Monsieur Monde Vanishes was first published in 1945. The title is the story: An upper middle class man wakes one morning as usual, dresses, breakfasts, and is never seen again by his family. Word of him seeps back to Paris. He is debauching himself in the company of the lowest rank of people he can find, drinking, whoring, and giving himself the “good time” others have in earlier years. M Monde has been both sober and sober-sided too long, his obsession with venery--in French the phrase for this is nostalgie de la boue, or longing for the mud--must be released, rewarded, submerged in. The 192 pages of this book are loaded with a tension and a frustration that is gripping. And exhausting. And oddly rewarding, considering we’re watching someone a lot like us set out to rip his public face up.
$14.00 trade paper

The Strangers in the House, published in 1940, peculiarly predicts the development and tragedy of affluenza, or possibly shows the disorder’s constant appearance in history. Hector’s wife abandoned him eighteen years ago for another man. She left behind the couple’s only child, an infant daughter. It is the daughter, Nicole, who provides the strangers to inhabit the decaying manor that her sot of a father, mired in self-pitying self-inflicted misery, has paid no attention to. Apart from the study where he drinks, of course. His completely narcissistic existence is only and at last interrupted by the muffled sound of a gunshot somewhere inside. The events that follow in these 194 pages both startled and repelled me; the novel as a whole feels depressingly au courant.
$14.95 trade paper

Tropic Moon, first published in 1933, is one of Simenon’s trademark deep psychological novels. Joseph, a young, aimless well-to-do man decides he needs to tour France’s African colonies as a way to escape the anomie of being rich and privileged. His uncle, powerful and influential, gives him an introductory letter to the manager of his timber concession in Gabon. He also warns Joseph to beware of getting involved in any kind of partnership. Fatefully, Joseph meets Adèle, the native wife of a hotel owner.

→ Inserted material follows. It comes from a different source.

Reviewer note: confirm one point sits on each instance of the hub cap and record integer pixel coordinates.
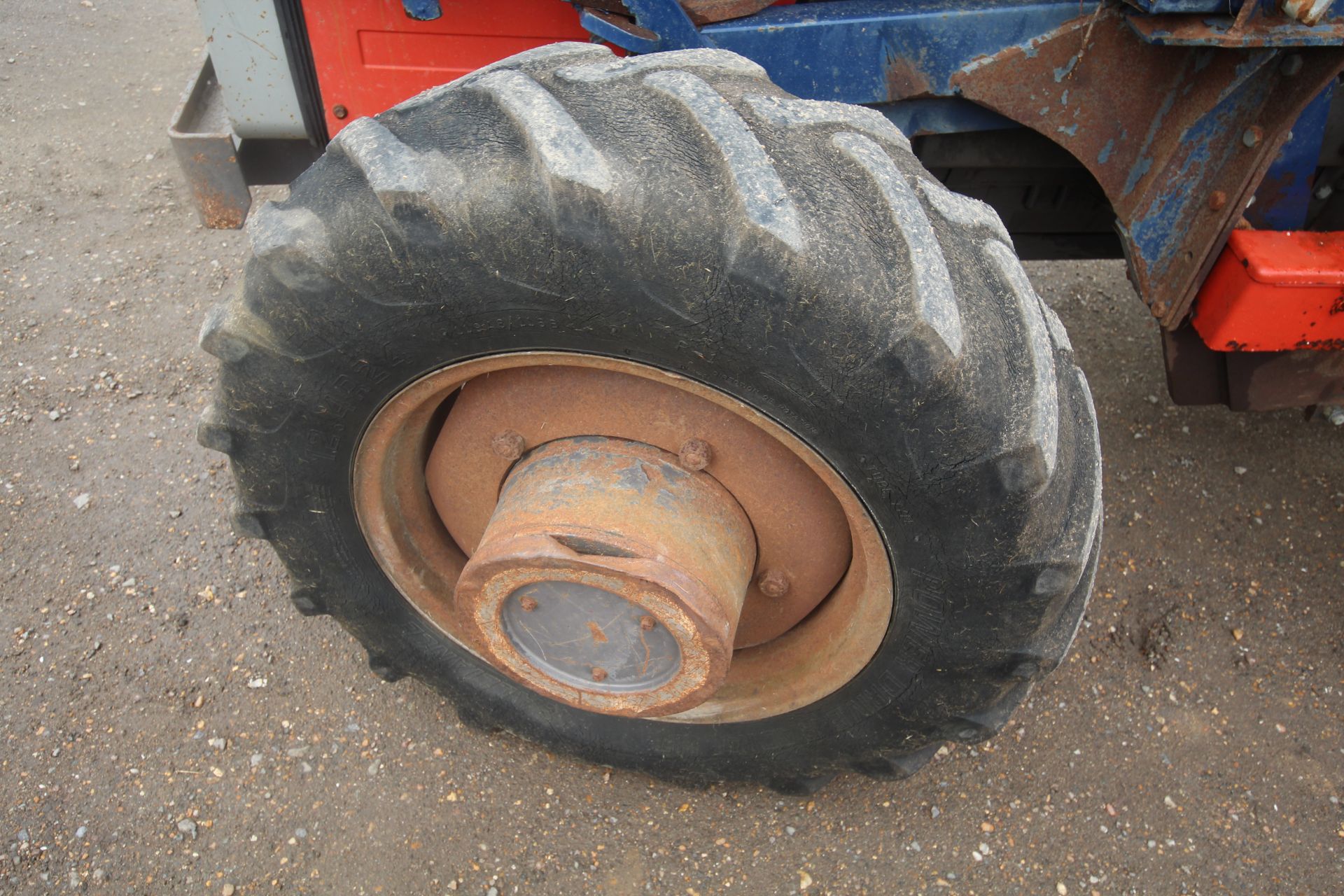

Love will find a way to destroy you, as many have discovered, when you’re not ready for its demands. Joseph sinks into the colonial white “elite” crowd, indulging in their various revolting practices while sinking deep into an obsessive love for married, manipulative Adèle. When lethal crimes begin to happen, Joseph slips down deeper into the world’s most horrible criminal system: colonialism. His escape will never happen, we’re sure, and it seems less and less desirable as his character changes. Another book that makes vacation all the sweeter by comparison.
$12.95 trade paper

As you’re finishing your two hours (or more) of travel, any one of these novels should be finishing or just finished. Each has its own strange pleasures, and could only come from the pen of Belgium’s best-loved literary export. Don’t let the fact that they’re translated put you off. You’ll barely notice at first what will be transparent to you by journey’s end.